As parents, "we have a little more historical perspective," said Ryan's father, Steve "Wally" Orlov, 53. "We understand the magnitude" of reestablishing U.S.-Cuba relations.

Jon Rubin, the Friends Central School baseball coach, has donated his time to shape the Americans, including his 13-year-old son, Justin, into a cohesive team.

But during a recent fund-raiser for the trip at the Greeks Bar & Restaurant in Narberth, Rubin, of Bryn Mawr, expressed a hope that the two countries also will swap players for some games to minimize the inherent ethnocentrism in their competition.

"It would be so cool," he said, "to see our kids playing side by side."

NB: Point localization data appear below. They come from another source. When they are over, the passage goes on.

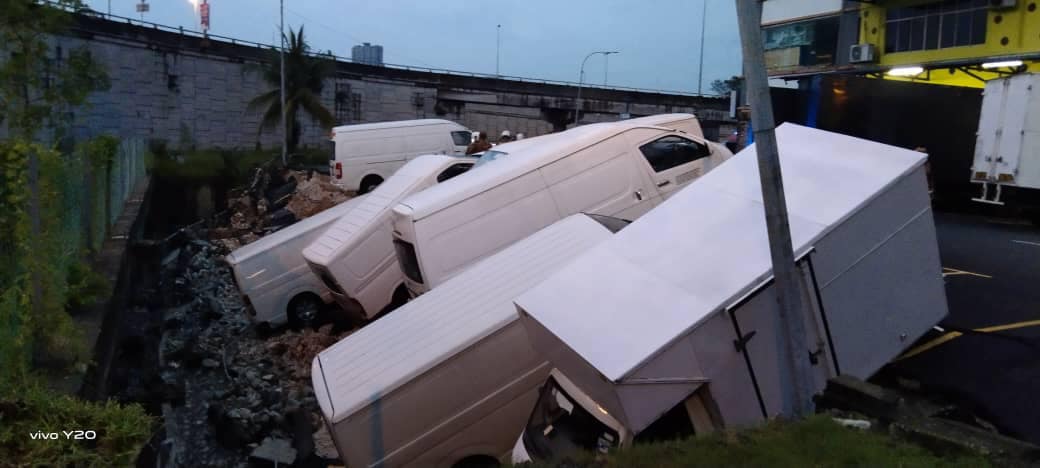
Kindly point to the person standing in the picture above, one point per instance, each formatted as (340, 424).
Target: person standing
(479, 146)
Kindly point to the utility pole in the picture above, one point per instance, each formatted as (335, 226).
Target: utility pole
(700, 57)
(281, 52)
(796, 377)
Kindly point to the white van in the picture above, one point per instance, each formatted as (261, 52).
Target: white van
(613, 169)
(449, 377)
(365, 155)
(273, 276)
(355, 257)
(670, 328)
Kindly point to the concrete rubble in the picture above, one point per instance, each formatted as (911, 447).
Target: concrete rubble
(232, 393)
(275, 199)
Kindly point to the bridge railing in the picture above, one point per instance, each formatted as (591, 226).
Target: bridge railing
(181, 30)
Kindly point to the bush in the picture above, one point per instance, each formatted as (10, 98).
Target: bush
(29, 409)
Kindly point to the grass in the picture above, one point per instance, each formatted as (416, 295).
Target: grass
(814, 442)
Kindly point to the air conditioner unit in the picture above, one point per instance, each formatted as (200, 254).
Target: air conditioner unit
(862, 53)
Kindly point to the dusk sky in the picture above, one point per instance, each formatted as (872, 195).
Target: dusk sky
(658, 41)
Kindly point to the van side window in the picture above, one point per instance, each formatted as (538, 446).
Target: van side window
(462, 138)
(672, 151)
(453, 171)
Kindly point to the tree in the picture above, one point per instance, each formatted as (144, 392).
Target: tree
(722, 87)
(305, 77)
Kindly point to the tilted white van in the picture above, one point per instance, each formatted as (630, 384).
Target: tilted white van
(355, 258)
(671, 327)
(273, 276)
(364, 155)
(613, 169)
(449, 377)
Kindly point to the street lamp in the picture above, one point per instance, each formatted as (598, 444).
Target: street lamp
(577, 103)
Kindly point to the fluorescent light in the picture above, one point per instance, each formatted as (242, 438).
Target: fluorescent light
(1001, 65)
(906, 71)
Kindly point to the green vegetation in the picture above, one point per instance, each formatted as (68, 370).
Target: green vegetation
(815, 442)
(29, 409)
(305, 77)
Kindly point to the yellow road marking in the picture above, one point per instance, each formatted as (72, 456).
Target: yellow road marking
(952, 335)
(946, 271)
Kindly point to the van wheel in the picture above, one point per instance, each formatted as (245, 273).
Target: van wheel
(477, 462)
(304, 311)
(369, 183)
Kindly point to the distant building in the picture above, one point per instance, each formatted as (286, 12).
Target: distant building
(367, 53)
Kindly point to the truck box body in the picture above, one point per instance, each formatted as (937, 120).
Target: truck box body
(270, 271)
(451, 373)
(1008, 146)
(616, 170)
(355, 257)
(682, 300)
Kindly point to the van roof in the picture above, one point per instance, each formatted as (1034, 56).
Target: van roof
(524, 156)
(385, 355)
(676, 273)
(393, 124)
(341, 234)
(290, 232)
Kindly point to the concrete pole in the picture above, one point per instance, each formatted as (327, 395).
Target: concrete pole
(796, 372)
(281, 52)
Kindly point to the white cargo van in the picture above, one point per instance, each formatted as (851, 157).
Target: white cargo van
(355, 257)
(613, 169)
(273, 276)
(670, 327)
(364, 155)
(449, 377)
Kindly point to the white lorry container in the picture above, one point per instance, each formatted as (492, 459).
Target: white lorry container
(273, 276)
(1008, 145)
(364, 155)
(613, 169)
(672, 321)
(449, 377)
(355, 257)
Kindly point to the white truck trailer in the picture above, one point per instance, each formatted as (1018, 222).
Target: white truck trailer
(671, 323)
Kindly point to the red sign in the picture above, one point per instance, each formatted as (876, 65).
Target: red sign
(204, 14)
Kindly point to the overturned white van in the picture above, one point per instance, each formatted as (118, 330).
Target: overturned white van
(355, 257)
(672, 321)
(449, 377)
(617, 170)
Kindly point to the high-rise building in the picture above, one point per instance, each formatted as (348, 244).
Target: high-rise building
(367, 53)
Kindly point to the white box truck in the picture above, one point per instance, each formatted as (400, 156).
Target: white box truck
(671, 325)
(1008, 144)
(355, 257)
(364, 155)
(618, 170)
(273, 276)
(450, 377)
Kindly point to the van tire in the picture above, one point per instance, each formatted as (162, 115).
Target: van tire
(304, 310)
(477, 462)
(369, 183)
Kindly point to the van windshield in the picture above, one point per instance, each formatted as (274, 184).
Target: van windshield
(559, 425)
(489, 156)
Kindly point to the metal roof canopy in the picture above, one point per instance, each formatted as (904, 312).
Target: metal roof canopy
(640, 321)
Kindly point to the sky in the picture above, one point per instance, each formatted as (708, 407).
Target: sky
(658, 41)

However, not everyone is on board with the venture. The parents of "one or two" invited players "made the decision that they are not going to go" because of "principled objections to Cuba's communist regime," Tauber said.

On Dec. 30, the team is scheduled to meet Jeffrey DeLaurentis, the first presidential choice for U.S. ambassador to Cuba in more than 55 years, at his residence in Havana.

The trip also has a humanitarian purpose. The Americans will deliver much-needed nonprescription medicines and reading glasses to a Catholic church and a synagogue in Havana. In the towns where they play, they will donate a mountain of baseball equipment, including dozens of balls, bats, gloves, hats, and jerseys.

Sponsors include Nike and Pocket Radar, maker of speed-measurement devices, as well as Pitch in for Baseball, a Harleysville nonprofit that provides equipment to boys and girls around the world.

They "jumped over themselves to help us out," said Orlov, a board member of Lower Merion Little League, who used his extensive contacts in the world of youth baseball to generate donations.

The Phillies organization stepped up, too, donating 14 gloves, 50 Phillies T-shirts, 100 caps, 10 sets of cleats, four Easton bats, and eight dozen Rawlings baseballs. The youth team plans to carry 30 rolling duffels of paraphernalia.

Including parents and siblings, the U.S. entourage will comprise about 30 people, each paying about $3,500, including airfare and room and board. A parent who wished to remain anonymous is covering the costs for a couple of players who lacked the money to go.

The American players are packing three jerseys - red, white, and blue. Each is decorated with the crossed flags of the United States and Cuba.

The shirts also bear the bordered monogram JF-16, to memorialize the initials and jersey number of Jose Fernandez, the spectacular Cuba-born pitcher for the Miami Marlins who died in a boating accident in September.

The Americans expect to leave their jerseys behind, or trade them for souvenirs offered by the Cuban players.

They will be keepsakes from a moment in time, said Tauber, in a Cuba "likely to be passing from history in its current form."